Require or disallow the Unicode Byte Order Mark (BOM) (unicode-bom)
The --fix
option on the command line can automatically fix some of the problems reported by this rule.
The Unicode Byte Order Mark (BOM) is used to specify whether code units are big
endian or little endian. That is, whether the most significant or least
significant bytes come first. UTF-8 does not require a BOM because byte ordering
does not matter when characters are a single byte. Since UTF-8 is the dominant
encoding of the web, we make "never"
the default option.
Rule Details
If the "always"
option is used, this rule requires that files always begin
with the Unicode BOM character U+FEFF. If "never"
is used, files must never
begin with U+FEFF.
Options
This rule has a string option:
"always"
files must begin with the Unicode BOM"never"

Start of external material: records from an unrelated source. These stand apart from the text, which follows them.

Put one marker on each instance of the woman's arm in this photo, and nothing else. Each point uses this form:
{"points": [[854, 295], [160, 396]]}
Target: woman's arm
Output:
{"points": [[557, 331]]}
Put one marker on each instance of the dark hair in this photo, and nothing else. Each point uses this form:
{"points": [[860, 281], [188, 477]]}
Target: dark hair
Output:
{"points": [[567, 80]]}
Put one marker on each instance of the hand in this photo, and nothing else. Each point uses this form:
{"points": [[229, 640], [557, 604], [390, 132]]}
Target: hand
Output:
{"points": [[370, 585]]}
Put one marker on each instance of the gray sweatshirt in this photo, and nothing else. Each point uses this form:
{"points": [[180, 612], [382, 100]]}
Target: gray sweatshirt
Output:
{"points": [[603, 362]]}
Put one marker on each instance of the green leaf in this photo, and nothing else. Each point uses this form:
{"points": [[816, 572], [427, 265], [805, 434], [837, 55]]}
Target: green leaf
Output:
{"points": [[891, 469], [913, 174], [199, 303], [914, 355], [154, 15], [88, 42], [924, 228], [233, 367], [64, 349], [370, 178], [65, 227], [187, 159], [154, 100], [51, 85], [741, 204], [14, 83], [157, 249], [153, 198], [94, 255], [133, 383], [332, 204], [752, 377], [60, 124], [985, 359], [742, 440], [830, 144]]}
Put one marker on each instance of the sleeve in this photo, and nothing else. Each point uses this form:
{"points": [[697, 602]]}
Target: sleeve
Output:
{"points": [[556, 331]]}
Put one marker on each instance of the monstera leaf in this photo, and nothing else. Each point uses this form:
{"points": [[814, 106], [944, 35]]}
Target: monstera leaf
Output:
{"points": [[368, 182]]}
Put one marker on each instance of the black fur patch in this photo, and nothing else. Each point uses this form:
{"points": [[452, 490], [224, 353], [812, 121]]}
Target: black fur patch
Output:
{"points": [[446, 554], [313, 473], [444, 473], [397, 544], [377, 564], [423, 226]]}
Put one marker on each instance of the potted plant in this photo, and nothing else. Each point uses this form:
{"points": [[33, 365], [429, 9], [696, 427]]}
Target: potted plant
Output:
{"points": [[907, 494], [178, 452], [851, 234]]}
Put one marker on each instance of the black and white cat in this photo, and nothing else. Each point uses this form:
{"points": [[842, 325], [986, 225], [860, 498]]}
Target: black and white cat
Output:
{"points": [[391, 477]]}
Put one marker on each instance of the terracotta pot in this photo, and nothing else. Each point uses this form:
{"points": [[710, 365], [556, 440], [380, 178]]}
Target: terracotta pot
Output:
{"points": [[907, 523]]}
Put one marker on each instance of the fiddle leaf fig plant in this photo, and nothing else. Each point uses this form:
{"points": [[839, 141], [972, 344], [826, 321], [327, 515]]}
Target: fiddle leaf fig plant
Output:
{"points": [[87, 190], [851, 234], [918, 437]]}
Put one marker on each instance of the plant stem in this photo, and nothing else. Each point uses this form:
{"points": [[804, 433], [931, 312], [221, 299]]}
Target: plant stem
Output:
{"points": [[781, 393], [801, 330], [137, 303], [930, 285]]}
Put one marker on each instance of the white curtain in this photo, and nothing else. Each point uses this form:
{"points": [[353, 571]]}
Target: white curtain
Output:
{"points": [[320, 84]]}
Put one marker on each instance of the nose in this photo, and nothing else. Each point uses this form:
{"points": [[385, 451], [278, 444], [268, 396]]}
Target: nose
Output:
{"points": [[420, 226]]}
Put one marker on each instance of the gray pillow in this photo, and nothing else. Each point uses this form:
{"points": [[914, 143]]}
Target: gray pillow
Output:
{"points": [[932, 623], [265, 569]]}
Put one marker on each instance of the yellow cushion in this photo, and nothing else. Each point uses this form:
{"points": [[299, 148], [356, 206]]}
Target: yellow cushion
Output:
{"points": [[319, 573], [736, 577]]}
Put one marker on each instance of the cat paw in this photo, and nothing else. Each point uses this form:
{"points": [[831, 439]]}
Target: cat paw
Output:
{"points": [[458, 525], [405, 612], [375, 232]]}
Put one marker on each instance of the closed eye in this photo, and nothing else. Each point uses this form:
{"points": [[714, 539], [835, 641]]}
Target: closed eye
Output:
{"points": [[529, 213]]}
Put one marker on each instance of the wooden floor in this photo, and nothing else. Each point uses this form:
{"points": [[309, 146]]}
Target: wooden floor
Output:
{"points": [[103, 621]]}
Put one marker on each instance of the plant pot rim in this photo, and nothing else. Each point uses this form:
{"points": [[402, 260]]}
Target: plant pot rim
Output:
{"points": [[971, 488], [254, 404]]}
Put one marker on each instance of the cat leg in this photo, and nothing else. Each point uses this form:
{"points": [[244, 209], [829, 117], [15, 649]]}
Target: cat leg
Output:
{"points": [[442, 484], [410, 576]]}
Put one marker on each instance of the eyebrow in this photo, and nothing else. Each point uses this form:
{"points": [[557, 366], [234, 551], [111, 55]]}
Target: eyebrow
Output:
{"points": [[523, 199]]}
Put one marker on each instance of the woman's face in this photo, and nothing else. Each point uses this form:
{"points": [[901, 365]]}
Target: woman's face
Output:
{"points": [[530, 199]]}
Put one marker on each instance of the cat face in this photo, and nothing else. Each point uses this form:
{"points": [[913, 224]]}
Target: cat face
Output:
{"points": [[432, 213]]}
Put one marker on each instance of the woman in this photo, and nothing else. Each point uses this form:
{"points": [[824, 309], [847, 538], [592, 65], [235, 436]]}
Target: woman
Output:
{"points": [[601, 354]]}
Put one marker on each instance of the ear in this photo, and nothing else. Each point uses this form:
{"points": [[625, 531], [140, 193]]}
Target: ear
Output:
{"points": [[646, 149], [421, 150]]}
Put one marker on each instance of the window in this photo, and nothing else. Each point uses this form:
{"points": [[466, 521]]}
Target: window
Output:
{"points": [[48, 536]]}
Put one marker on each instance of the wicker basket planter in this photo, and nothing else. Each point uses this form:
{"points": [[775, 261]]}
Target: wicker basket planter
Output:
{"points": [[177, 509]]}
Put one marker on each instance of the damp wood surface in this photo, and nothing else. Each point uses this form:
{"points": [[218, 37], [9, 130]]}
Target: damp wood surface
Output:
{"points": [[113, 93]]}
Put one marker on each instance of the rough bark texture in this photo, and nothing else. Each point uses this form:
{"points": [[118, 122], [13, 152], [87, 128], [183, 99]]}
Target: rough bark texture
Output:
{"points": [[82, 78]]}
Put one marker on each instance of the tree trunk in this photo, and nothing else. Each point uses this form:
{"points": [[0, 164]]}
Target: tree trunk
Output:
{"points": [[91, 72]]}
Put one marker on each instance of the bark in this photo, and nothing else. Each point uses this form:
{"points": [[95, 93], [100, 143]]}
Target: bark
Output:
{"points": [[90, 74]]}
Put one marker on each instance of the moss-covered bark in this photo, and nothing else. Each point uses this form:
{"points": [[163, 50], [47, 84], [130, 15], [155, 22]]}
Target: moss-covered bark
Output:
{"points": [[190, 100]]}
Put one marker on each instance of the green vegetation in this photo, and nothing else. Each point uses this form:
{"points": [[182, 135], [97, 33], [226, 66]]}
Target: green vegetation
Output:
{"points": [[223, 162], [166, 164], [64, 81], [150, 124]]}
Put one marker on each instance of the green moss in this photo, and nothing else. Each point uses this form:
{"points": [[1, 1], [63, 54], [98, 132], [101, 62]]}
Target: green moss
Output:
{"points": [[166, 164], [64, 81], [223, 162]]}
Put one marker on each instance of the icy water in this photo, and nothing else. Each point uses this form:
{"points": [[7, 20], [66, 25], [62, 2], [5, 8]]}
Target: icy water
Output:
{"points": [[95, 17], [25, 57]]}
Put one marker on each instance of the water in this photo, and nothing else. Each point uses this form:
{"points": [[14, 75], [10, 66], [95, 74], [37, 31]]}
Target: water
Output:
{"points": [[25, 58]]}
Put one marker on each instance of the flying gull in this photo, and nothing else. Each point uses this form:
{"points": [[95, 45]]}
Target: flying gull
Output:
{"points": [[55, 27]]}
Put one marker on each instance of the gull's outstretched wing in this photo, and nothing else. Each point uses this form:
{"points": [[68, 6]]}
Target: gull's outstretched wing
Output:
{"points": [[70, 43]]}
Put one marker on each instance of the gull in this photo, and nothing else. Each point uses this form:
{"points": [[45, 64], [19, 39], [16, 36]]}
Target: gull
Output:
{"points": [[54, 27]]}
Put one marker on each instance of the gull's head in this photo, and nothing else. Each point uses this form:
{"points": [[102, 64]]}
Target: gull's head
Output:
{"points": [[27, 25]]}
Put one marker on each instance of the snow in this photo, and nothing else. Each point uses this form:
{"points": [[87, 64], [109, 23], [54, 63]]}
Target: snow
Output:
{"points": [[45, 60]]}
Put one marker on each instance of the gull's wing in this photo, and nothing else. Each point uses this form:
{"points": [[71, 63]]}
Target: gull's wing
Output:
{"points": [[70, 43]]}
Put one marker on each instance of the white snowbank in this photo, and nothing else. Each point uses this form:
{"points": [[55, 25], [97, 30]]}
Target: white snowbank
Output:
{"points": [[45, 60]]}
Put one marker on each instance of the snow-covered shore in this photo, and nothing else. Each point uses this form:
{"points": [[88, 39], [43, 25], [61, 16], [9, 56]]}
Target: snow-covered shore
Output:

(default) files must not begin with the Unicode BOM
always
Example of correct code for this rule with the "always"
option:
/*eslint unicode-bom: "error"*/
U+FEFF
var abc;
Example of incorrect code for this rule with the "always"
option:
/*eslint unicode-bom: "error"*/
var abc;
never
Example of correct code for this rule with the default "never"
option:
/*eslint unicode-bom: ["error", "never"]*/
var abc;
Example of incorrect code for this rule with the "never"
option:
/*eslint unicode-bom: ["error", "never"]*/
U+FEFF
var abc;
When Not To Use It
If you use some UTF-16 or UTF-32 files and you want to allow a file to optionally begin with a Unicode BOM, you should turn this rule off.
Version
This rule was introduced in ESLint 2.11.0.